Action! at Paramount House Hotel

DATA SHEET

Developer: Nil
Hotel operator: Paramount House Hotel
Architecture & Interior design: Breathe Architecture
Heritage consultant: Urbis
Brand strategy: Matt Vines Consulting
Furnishings: Jardan, Loom, Something Beginning With, Stump Co.
Lighting: Anaesthetic, Artemide, ISM Objects, Special Lights, Volt Lighting
Bathrooms: Caroma, Consolidated Brass, Reece, Roca, Wood and Water. Custom-designed joinery. Custom steel accessories. Custom-designed mirrors made by Middle of Nowhere
Graphics: The Company You Keep
Photo credits: BowerBird

Pleasantly theatrical and prone to a sense of the set that runs through its veins. The Paramount House Hotel, in Sydney, could not help but listen to the voice of its past, that of the Paramount Pictures headquarters, which in this very building on Commonwealth Street, in the trendy Surry Hills neighbourhood, was home to its Studios for 80 years. The structure, restored and connected to the adjacent former warehouse by an initial intervention lasted 9 years by local architect Fox Johnston, was ‘taken over’ by the team of Melbourne Breathe Architecture. At the request of the owners Russell Beard, Ping Jin Ng and Mark Dundon, the designers have transformed the last two floors of the extension built by Johnston into a hotel, but with precise directives.

“We wanted to keep intact the imperfect rough shape of the building and that Art Deco feel that had so much history, at the same time, we were interested in the creation of 29 guest suites where we would mix original and contemporary details.” An attractive proposal taken up without hesitation by Breathe Architecture, not without some difficulties: “It is not easy to intervene on an architectural fabric with so many already existing challenges. Defining them one by one was an opportunity that led us to obtaining an unconventional project and one that is definitely intriguing for the guests.”

The first nonconformist element that catches the eye is the façade. A series of copper tesserae arranged in a herringbone pattern defines and delineates the extension that houses the hotel, visually detaching itself from the existing brick portion below. A new-found theatrical presence that aims at capturing the spirit of the Golden Age of films. The same motif is repeated inside, in the reception-lounge, where metallic wall portions have been created in what was the vault to store the films.

In the rooms, there are even more contrasts. Brick walls are combined with warm wooden floors and exposed concrete ceilings.
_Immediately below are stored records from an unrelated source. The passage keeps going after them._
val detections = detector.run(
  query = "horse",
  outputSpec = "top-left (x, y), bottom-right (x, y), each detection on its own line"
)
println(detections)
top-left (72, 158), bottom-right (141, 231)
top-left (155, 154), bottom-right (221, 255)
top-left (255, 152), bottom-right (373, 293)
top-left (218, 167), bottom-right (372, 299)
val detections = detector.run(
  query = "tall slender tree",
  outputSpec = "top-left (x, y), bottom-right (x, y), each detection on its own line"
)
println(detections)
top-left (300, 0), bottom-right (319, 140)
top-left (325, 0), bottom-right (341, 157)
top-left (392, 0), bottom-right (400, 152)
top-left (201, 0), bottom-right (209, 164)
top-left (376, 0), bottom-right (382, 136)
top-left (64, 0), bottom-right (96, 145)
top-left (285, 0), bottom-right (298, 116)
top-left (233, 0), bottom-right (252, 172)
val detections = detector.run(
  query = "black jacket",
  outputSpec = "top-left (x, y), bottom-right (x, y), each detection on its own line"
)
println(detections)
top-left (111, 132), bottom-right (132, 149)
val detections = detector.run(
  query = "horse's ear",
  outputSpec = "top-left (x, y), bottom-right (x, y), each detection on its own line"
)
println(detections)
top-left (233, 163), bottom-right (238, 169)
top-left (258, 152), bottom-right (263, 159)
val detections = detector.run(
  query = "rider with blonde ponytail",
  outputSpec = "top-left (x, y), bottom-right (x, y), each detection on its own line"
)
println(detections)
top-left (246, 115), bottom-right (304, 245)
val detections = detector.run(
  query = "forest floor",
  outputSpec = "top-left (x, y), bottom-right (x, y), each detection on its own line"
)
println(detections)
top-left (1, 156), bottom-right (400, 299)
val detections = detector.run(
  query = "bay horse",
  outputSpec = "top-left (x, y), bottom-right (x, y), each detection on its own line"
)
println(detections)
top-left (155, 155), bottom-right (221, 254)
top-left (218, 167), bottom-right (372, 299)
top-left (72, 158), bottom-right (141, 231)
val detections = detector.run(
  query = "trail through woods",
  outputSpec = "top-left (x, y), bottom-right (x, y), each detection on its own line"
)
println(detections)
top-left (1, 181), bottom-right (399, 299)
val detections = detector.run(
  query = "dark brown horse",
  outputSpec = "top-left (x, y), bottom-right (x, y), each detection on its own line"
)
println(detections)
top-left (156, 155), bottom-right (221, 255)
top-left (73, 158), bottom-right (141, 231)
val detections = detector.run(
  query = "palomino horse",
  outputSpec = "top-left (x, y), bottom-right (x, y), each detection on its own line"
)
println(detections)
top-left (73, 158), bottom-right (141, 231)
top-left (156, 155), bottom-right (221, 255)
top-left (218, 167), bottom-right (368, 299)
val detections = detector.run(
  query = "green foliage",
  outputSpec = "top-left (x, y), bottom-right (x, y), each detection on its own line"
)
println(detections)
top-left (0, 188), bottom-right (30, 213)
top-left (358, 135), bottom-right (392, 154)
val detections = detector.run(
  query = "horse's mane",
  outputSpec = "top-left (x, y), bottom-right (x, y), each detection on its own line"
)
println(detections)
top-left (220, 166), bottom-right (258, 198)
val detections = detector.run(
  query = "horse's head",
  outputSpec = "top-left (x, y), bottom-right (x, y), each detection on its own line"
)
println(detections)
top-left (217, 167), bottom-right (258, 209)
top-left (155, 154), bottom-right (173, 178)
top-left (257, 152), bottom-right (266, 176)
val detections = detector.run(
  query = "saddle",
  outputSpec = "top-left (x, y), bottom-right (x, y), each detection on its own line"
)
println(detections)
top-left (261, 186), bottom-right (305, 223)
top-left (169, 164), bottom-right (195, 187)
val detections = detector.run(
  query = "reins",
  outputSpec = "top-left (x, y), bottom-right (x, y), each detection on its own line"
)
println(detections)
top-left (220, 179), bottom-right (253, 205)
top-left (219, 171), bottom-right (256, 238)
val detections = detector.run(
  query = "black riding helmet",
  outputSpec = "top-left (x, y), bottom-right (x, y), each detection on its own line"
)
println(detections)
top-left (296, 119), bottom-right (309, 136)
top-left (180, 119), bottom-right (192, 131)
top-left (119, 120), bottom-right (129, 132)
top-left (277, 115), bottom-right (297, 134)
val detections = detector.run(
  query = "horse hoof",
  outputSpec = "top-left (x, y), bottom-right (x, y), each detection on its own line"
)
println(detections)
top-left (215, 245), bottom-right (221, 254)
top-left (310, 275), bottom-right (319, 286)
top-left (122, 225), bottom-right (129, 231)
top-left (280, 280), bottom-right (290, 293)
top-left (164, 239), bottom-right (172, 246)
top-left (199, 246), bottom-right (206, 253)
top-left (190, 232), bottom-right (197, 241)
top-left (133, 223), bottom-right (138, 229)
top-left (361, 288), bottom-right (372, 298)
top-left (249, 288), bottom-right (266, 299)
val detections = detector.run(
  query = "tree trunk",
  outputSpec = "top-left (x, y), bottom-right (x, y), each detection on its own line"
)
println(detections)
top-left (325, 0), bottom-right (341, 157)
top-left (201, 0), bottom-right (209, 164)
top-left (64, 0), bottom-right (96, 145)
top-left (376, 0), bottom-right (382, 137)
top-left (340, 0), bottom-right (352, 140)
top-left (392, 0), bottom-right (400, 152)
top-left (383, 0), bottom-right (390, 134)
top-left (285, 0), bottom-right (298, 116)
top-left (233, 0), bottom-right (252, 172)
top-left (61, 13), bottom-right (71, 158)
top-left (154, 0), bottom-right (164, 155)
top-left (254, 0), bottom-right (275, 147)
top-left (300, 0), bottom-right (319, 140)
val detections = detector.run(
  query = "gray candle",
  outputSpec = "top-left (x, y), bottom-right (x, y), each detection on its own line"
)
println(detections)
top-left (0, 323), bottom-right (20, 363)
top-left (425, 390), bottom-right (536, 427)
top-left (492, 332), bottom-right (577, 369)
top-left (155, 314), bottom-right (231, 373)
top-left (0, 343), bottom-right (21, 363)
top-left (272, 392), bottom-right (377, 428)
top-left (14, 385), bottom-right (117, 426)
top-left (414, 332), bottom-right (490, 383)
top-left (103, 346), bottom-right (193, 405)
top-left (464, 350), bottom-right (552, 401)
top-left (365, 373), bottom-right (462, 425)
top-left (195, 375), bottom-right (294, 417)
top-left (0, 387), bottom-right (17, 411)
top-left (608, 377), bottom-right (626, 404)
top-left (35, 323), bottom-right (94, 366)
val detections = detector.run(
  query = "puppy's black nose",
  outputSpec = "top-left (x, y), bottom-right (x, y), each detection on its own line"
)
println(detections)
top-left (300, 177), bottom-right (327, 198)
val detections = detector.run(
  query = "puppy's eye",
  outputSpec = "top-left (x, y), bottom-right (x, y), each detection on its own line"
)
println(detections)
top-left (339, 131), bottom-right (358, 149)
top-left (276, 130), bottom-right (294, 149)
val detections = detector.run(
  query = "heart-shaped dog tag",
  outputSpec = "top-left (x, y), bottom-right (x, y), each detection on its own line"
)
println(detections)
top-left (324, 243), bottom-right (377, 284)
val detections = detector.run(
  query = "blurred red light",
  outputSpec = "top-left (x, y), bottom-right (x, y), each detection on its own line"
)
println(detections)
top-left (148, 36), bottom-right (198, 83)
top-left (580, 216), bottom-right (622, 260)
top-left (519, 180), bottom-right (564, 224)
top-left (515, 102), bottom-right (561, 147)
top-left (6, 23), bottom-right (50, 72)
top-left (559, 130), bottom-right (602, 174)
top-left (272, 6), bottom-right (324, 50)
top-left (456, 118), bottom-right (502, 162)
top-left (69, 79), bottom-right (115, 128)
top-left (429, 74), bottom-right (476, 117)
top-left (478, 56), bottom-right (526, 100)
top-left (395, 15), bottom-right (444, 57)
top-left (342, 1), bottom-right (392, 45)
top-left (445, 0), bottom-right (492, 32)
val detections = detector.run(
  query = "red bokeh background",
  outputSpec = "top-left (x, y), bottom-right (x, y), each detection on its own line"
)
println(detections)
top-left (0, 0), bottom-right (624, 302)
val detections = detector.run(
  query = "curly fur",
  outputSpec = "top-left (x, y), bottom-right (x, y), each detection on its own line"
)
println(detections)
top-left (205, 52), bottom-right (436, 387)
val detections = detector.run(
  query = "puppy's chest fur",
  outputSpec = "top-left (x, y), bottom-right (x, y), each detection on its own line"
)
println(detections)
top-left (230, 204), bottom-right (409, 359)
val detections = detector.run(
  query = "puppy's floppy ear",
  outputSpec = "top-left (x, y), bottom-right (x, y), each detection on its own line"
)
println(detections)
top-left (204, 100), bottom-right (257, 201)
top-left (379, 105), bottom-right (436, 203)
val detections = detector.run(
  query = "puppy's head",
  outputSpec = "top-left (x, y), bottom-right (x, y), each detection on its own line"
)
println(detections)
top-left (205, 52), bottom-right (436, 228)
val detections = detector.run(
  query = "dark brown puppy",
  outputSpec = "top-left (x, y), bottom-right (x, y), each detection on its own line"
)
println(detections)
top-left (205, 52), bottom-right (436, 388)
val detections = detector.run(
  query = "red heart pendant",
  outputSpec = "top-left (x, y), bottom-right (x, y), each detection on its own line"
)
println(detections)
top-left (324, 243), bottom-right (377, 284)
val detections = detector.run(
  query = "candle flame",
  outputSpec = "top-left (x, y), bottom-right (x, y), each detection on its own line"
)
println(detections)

And even in the bathroom, the hot-cold visual contrast works with wooden bathtubs combined with terracotta floors. Many of the suites have a terrace with greenery, secluded and separated by glass and iron dividing panels. And ‘bursts’ of colour come from the elements of furniture and fabrics chosen in shades of orange, forest green, deep blue. “Rather than having a specific theme for each room, we preferred to emphasise comfort, flexibility and a robust tactile effect,” the architects explain. Instead, the hotel staff proudly tells us: “Our rooms are a concentration of a legacy that shines through the new. Being a guest here means being a friend.”